Borderline Case: Some Real News Beyond the "Reset" Rhetoric
In the last few days, Barack Obama has delivered two “major,”
“landmark,” even “historic” speeches, which apparently have “reset”
American policy in the Middle East, reaffirmed
the overwhelming importance of “the West”
(i.e., Britain and America) to the proper functioning of the world,
and, we are told, “squarely” put the United States on the side of the
dissidents and rebels of the Arab Spring.

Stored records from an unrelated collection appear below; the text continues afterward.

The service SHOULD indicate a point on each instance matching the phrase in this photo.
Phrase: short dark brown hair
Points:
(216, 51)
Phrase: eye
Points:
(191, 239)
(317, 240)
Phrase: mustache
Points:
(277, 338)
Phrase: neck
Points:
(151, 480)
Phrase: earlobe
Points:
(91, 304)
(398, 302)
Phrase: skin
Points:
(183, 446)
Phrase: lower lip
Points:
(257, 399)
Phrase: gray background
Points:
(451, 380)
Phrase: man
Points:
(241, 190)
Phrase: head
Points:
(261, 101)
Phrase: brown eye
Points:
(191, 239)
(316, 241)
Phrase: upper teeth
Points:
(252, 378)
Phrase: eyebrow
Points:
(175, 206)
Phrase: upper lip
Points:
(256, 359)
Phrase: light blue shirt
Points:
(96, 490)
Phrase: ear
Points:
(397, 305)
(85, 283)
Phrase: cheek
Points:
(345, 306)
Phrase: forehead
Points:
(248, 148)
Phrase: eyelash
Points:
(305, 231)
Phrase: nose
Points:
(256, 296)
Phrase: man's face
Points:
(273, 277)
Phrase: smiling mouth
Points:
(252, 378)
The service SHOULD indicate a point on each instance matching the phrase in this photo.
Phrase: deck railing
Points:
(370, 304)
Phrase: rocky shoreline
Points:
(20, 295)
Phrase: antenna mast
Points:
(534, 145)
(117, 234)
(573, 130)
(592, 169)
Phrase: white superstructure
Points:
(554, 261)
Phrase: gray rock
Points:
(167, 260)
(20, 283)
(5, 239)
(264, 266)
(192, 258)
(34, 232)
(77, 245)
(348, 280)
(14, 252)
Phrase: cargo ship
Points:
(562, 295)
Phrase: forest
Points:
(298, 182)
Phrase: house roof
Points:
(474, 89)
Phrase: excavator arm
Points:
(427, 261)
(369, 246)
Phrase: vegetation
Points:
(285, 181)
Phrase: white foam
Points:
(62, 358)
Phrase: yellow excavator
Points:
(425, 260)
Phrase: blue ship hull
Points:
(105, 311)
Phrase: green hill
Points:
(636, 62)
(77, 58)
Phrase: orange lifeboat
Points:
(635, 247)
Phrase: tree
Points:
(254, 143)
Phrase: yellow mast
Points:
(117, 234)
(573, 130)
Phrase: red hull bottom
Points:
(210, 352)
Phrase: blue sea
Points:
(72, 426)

Of course, none of it is true. Obama’s soaring rhetoric about America
changing its policy of supporting dictators in favour of boosting
democracy in the Middle East could have been taken word for word from
several major landmark historic speeches that George W. Bush made on the
same subject. But these words – the ones Bush used to mouth and the one
mouthed by Obama these days – are always belied by the facts on the
ground.
For example, in his afflated rhetoric to the UK parliament, Obama
piously declared that “democracies are our best allies.” But in fact, on
the ground, America’s best ally in the Middle East, outside of Israel,
is Saudi Arabia – the most repressive, extremist regime on the face of
the earth, with the possible exceptions of North Korea and Burma. And
while Obama waxed lyrical about “the West’s” great moral beaconry and
devotion to peace, NATO forces were pounding Tripoli with Western bombs,
and planning to send Apache attack helicopters
(whose very name evokes stirring echoes of the West’s pious history and
its attitude toward ‘recalcitrant’ native tribes like the heathen
redskins out West and those worthless sandgrubbers in Libya) to take
part in a civil war between two armed factions.

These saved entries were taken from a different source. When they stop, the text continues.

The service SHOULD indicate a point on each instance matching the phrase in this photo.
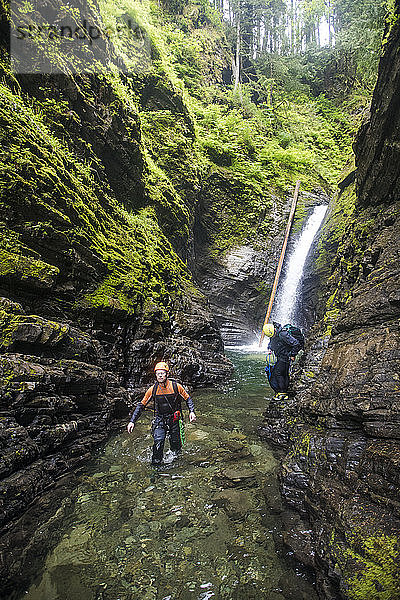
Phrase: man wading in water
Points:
(167, 395)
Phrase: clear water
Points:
(283, 313)
(205, 526)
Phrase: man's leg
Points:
(159, 434)
(280, 377)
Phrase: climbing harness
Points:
(177, 415)
(295, 332)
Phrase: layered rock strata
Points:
(341, 429)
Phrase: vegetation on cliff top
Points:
(185, 129)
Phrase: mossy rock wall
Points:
(341, 430)
(94, 282)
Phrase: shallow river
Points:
(206, 525)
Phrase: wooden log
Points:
(281, 258)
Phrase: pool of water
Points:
(205, 525)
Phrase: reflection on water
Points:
(206, 525)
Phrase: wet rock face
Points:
(77, 342)
(238, 283)
(341, 429)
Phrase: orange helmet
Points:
(162, 366)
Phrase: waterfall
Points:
(284, 311)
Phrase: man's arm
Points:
(189, 402)
(139, 409)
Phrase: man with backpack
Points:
(285, 342)
(167, 395)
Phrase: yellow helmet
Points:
(162, 366)
(269, 329)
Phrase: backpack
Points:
(296, 333)
(154, 392)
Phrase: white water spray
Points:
(288, 292)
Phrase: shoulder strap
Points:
(153, 395)
(175, 386)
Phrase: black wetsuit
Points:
(167, 400)
(285, 346)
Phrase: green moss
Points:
(369, 565)
(27, 269)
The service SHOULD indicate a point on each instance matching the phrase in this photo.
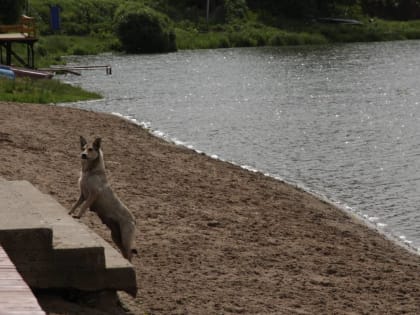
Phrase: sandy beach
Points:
(212, 238)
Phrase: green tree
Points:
(10, 10)
(143, 30)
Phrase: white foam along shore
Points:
(372, 222)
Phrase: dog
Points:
(97, 195)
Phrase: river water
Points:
(341, 120)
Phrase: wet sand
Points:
(212, 238)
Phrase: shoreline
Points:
(375, 226)
(212, 237)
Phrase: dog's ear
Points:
(83, 142)
(97, 143)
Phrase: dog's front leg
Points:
(77, 204)
(90, 200)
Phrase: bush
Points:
(143, 30)
(235, 9)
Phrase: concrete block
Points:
(52, 250)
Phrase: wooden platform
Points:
(16, 298)
(23, 33)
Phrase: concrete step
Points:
(53, 250)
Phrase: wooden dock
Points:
(16, 298)
(23, 33)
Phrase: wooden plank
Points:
(15, 295)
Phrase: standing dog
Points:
(97, 195)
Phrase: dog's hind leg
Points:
(116, 234)
(127, 237)
(77, 204)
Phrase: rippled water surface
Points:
(341, 120)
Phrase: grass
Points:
(42, 91)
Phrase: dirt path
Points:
(212, 237)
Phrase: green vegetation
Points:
(10, 10)
(141, 29)
(42, 91)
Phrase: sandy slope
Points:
(212, 238)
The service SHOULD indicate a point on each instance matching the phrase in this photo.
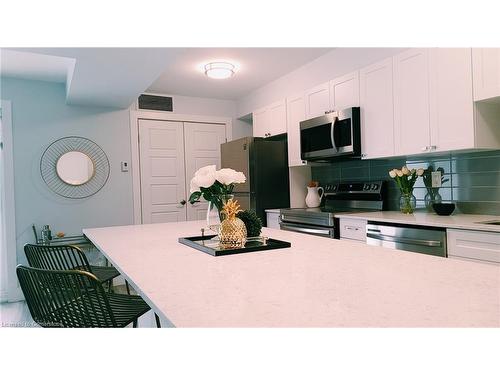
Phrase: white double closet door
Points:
(170, 152)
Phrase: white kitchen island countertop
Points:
(456, 221)
(318, 282)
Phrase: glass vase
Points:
(407, 203)
(214, 211)
(430, 198)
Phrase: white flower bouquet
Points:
(214, 185)
(405, 179)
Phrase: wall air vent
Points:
(155, 102)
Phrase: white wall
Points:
(40, 116)
(189, 105)
(331, 65)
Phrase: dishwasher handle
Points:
(302, 229)
(410, 241)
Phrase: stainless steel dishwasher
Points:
(425, 240)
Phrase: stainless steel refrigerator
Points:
(264, 161)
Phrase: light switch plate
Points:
(436, 179)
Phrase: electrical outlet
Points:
(436, 179)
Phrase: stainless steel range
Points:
(341, 197)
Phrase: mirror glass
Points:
(75, 168)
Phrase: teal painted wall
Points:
(40, 116)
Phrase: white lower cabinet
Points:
(353, 229)
(474, 245)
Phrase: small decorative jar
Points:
(432, 197)
(407, 203)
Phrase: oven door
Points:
(308, 229)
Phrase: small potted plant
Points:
(405, 179)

But really, it is pointless to parse these things, or expend any
mental energy on them at all, beyond that needed to note the murderous
mendacity of these grand occasions with their endlessly rehashed
bromides. There is no “news” in Obama’s speeches, nothing that will
materially affect any of the complex processes now playing out in the
Arab world (aside, of course, from his earnest pledge to continue
killing people in Libya in order to save people in Libya from, er, being
killed). The phrase “hot air” falls cosmically short of capturing the
vacuous insubstantiality of these weighty addresses.

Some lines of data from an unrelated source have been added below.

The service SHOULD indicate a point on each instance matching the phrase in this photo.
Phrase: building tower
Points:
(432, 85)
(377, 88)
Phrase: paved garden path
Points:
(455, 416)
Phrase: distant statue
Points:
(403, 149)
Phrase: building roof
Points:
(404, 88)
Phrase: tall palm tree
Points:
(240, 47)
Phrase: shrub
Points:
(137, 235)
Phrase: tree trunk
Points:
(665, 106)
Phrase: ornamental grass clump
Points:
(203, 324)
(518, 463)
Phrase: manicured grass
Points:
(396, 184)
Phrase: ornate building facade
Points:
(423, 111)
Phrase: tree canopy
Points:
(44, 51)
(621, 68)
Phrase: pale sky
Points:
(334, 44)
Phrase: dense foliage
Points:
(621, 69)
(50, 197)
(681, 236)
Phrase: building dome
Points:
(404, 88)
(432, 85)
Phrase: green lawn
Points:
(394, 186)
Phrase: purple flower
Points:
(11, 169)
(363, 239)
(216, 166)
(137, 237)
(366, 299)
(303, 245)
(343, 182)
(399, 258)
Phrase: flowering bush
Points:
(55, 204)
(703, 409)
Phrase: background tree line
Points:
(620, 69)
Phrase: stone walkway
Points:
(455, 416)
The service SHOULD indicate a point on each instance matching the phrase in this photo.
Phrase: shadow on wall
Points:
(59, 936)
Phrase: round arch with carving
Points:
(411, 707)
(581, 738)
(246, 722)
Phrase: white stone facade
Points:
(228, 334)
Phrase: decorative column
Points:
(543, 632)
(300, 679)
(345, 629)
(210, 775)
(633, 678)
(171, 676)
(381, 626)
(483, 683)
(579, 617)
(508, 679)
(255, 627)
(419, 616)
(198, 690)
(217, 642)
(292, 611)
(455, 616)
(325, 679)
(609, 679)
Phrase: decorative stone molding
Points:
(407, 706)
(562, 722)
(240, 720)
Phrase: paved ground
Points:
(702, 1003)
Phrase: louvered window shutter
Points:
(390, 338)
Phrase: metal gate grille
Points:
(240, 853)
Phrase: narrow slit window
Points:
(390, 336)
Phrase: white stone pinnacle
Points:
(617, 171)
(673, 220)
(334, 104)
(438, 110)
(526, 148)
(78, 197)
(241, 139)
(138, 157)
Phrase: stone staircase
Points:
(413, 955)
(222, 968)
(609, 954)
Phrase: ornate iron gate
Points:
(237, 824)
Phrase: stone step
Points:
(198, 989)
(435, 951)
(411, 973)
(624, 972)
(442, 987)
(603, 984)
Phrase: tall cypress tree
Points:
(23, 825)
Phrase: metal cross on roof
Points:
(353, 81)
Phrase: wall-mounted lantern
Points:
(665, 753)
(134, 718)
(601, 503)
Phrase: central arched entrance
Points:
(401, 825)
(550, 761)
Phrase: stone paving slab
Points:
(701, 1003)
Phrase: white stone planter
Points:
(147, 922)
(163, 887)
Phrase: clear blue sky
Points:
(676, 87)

However, there was some real news in the Middle East this week, a
development that will actually have a far greater impact on the
labyrinthine power plays in the Middle East than any rhetorical “reset”
in Washington. The Egyptian government announced
that it is lifting the hideous blockade of Gaza imposed by the Mubarak
regime in collaboration with Israel – a move which turned Gaza into a
Warsaw Ghetto writ large, the “world’s largest open-air prison,” and
subjected multitudes of innocent people to horrible suffering, grinding
poverty, declining health, hopelessness, despair and rage. All of this
was imposed on the Palestinians in Gaza for their heinous crime of ...
voting for the wrong party in a free, fair, open democratic election. So
much for the great Western commitment to “democracy” limned so nimbly
by Obama this week.
Of course, anyone with the slightest acquaintance of history (which,
of course, leaves out 97 percent of the Anglo-American chattering
classes) knows that the United States has always been firmly and
forthrightly committed to democracy for all god’s chillums all over the
world – as long as they vote for the leaders that Washington wants.
In any case, the move by Egypt to open its border should have a
genuinely profound effect on the region, in all kinds of ways. Most
importantly, of course, it means that the old, the sick, the vulnerable
and the young in Gaza will have a chance to have a little more food, a
little more health care, a little more hope that their life will not
always be a grinding hell of deprivation and enclosure.
UPDATE: As this post was being written, the
newswires began crackling with reports that a major war criminal – a
psychopathic thug said to be responsible for the deaths of thousands of
people in a vicious campaign of ethnic cleansing – had been apprehended.
Naturally, I expected to see George Bush or David Petraeus or Stanley
McChrystal or Don Rumsfeld or Nouri al-Maliki being perp-walked to a
paddy wagon for their roles in the furious campaign of ethnic cleansing
that characterized the murderous “surge” in Iraq. (Yes, the same
campaign that Peace Laureate Barack Obama once called “an extraordinary
achievement.”) But no, it was old Ratko Mladic,
an egregious beserker from the Bosnian wars. Mladic was evidently given
up by his long-time protectors in order to facilitate Serbia’s bid to
join the European Union.
Commentators are already rushing to join the arrest with the killing
of Osama bin Laden as proof that the psychopathic bad guys on the
international scene always get caught in the end. And so they do –
unless of course they have done their killing, their ethnic cleansing,
their drone bombing, their night raiding, their kidnapping, their
torturing, and their gulaging for the right side.